Terminou a motivação de recurso que apresentou coma formulação das seguintes conclusões: « 1° - A douta sentença proferida, fundamentada nos factos supra enunciados, subsumiu a conduta do arguido ao tipo legal de homicídio por negligência grosseira, previsto no n° 2 do artigo 137° C.P.
« 2°- Assim, após análise dos elementos constitutivos do tipo de ilícito, o Tribunal julgou, no caso "sub judice" convocar as regras atinentes à circulação rodoviária e que regulam os comportamentos dos condutores, para concluir que o acidente decorreu do facto do arguido circular em excesso de velocidade. Concordantemente, entendeu que o mesmo, de uma assentada, violou os deveres objectivos de cuidado que enforma os artigos 13°, n° 1 e 2, 17°, n° 1, 25°, n° 1, alíneas c) e d), e 27°, n° 1 todos do Código da Estrada.

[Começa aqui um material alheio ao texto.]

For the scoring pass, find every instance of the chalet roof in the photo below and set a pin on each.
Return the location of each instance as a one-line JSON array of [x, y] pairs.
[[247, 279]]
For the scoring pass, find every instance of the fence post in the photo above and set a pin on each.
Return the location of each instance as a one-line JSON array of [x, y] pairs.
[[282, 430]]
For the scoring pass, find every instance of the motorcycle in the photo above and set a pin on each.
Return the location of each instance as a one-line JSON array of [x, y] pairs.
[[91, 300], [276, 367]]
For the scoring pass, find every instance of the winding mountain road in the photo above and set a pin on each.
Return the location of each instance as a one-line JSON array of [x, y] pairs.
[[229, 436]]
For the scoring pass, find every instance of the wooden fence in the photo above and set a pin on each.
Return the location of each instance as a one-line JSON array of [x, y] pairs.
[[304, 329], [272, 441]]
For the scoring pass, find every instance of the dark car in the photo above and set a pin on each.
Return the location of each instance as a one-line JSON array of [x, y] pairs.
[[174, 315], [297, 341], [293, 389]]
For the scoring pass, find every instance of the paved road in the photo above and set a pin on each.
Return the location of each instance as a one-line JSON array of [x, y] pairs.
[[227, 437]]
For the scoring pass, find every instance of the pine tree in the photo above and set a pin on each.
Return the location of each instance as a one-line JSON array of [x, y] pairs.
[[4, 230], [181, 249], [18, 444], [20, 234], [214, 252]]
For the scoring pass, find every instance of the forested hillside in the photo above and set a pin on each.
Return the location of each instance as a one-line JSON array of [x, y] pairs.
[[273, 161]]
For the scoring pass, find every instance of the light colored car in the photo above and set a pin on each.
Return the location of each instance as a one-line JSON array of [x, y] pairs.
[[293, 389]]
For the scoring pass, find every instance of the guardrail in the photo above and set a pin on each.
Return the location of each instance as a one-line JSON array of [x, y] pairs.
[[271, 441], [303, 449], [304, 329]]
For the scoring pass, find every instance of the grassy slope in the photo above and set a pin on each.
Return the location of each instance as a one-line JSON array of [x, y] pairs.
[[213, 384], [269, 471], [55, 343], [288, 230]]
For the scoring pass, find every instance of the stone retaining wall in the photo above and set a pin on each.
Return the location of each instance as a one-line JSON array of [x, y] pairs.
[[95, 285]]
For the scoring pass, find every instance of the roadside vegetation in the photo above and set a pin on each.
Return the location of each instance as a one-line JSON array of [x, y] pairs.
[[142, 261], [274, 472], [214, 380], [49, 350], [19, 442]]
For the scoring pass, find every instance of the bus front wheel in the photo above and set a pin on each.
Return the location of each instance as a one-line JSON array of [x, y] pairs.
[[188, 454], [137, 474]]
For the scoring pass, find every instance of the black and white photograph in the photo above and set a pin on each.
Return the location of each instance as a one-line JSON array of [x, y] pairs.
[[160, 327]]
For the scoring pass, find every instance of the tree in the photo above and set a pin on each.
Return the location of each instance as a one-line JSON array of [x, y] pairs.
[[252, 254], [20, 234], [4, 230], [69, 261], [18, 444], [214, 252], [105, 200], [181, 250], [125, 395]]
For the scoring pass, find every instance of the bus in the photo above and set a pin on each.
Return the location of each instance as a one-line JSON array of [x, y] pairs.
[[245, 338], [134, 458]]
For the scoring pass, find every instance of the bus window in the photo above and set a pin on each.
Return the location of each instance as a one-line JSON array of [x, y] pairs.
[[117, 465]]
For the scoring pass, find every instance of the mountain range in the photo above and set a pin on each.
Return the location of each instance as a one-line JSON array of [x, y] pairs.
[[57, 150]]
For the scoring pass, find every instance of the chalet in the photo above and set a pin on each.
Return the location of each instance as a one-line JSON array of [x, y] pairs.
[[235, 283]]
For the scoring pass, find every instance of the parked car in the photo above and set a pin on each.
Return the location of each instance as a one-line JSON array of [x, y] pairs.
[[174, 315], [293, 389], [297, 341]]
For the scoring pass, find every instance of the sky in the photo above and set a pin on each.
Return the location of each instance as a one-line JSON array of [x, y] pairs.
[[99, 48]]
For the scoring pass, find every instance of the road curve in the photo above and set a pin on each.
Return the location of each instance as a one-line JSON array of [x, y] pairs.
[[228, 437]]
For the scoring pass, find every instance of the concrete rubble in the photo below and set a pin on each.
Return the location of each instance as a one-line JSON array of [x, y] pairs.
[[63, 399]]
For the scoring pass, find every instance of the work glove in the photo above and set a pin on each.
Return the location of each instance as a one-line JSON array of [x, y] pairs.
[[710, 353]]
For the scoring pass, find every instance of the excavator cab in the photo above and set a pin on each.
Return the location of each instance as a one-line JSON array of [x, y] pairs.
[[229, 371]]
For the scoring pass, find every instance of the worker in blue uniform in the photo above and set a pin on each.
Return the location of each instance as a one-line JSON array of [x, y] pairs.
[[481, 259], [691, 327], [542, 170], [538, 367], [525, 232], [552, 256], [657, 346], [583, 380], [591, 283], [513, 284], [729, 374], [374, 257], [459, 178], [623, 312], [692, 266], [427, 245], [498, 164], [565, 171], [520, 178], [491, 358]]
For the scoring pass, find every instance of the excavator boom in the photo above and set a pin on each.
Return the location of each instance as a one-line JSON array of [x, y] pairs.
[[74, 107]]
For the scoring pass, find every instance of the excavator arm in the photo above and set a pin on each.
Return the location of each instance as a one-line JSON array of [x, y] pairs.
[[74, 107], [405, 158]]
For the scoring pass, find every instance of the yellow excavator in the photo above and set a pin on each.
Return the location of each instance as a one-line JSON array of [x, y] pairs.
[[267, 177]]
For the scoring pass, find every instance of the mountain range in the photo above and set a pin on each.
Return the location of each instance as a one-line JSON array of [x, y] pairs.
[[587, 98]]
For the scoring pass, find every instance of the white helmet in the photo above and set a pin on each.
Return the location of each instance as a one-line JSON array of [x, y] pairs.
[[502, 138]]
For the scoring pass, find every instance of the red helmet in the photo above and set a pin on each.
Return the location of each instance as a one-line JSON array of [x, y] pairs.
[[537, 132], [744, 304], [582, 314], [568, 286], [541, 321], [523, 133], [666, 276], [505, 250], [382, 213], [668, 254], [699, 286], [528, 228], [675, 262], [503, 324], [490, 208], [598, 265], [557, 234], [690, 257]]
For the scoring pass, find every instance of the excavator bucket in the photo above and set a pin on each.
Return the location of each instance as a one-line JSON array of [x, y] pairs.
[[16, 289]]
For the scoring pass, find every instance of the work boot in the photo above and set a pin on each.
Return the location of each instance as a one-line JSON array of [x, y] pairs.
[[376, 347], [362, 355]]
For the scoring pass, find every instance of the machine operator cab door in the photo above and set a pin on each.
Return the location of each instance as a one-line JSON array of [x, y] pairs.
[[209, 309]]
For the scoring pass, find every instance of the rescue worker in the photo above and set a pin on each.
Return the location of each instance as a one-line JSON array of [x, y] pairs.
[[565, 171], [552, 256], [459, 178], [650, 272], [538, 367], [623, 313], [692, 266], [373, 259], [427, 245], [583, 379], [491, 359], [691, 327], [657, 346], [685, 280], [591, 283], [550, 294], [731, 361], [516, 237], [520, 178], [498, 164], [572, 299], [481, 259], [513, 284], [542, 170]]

« 3°- Ora, a experiência mostra-nos que a velocidade não é um factor indiferente para a eclosão de acidentes, porém, a causalidade tem de ser vista na perspectiva do curso normal ou anormal das coisas.
« 4°- Assim, a nosso ver, salvo o devido respeito, um homem médio, prudente, que circula a uma velocidade a mais 60 Km/h em local onde as condições da estrada, do clima atmosférico e da iluminação pública são boas, numa curva que precedia a recta, também ela de certa forma não muito fechada, constitui sempre um risco, mas um risco legalmente permitido, na medida em que qualquer condutor médio e minimamente previdente, perante o piso e bom tempo que se fazia sentir, naquele tipo de via, conduziria a uma velocidade superior, adequando assim a velocidade a tais condições.
« 5°- Todavia, e como é jurisprudência mais que estabelecida, a inobservância de leis e regulamentos, como sejam os que se reportam ao trânsito rodoviário, faz presumir a culpa na produção dos danos, bem como a existência de causalidade.
« 6°- Assim, em boa verdade, não obstante a existência da aludida presunção, o que importa determinar no caso "sub judice" é o grau de culpa, e que no caso foi considerada como sendo uma negligencia inconsciente, agravada, porque se subsumiu o comportamento do arguido ao crime de homicídio por negligência grosseira, subsunção essa com a qual o arguido não concorda.
« Assim, « 7°- para que se possa censurar o agente por não ter actuado de modo diverso, seria necessário averiguar se ele, no caso concreto, tinha a suficiente liberdade de determinação, e as suas próprias qualidades pessoais, se revelassem particularmente desvaliosas e censurareis, v. g., em casos como os da brutalidade e da crueldade que acompanham muitos factos dos psicopatas insanáveis, os da inconstância dos lábeis ou os da pertinácia dos fanáticos.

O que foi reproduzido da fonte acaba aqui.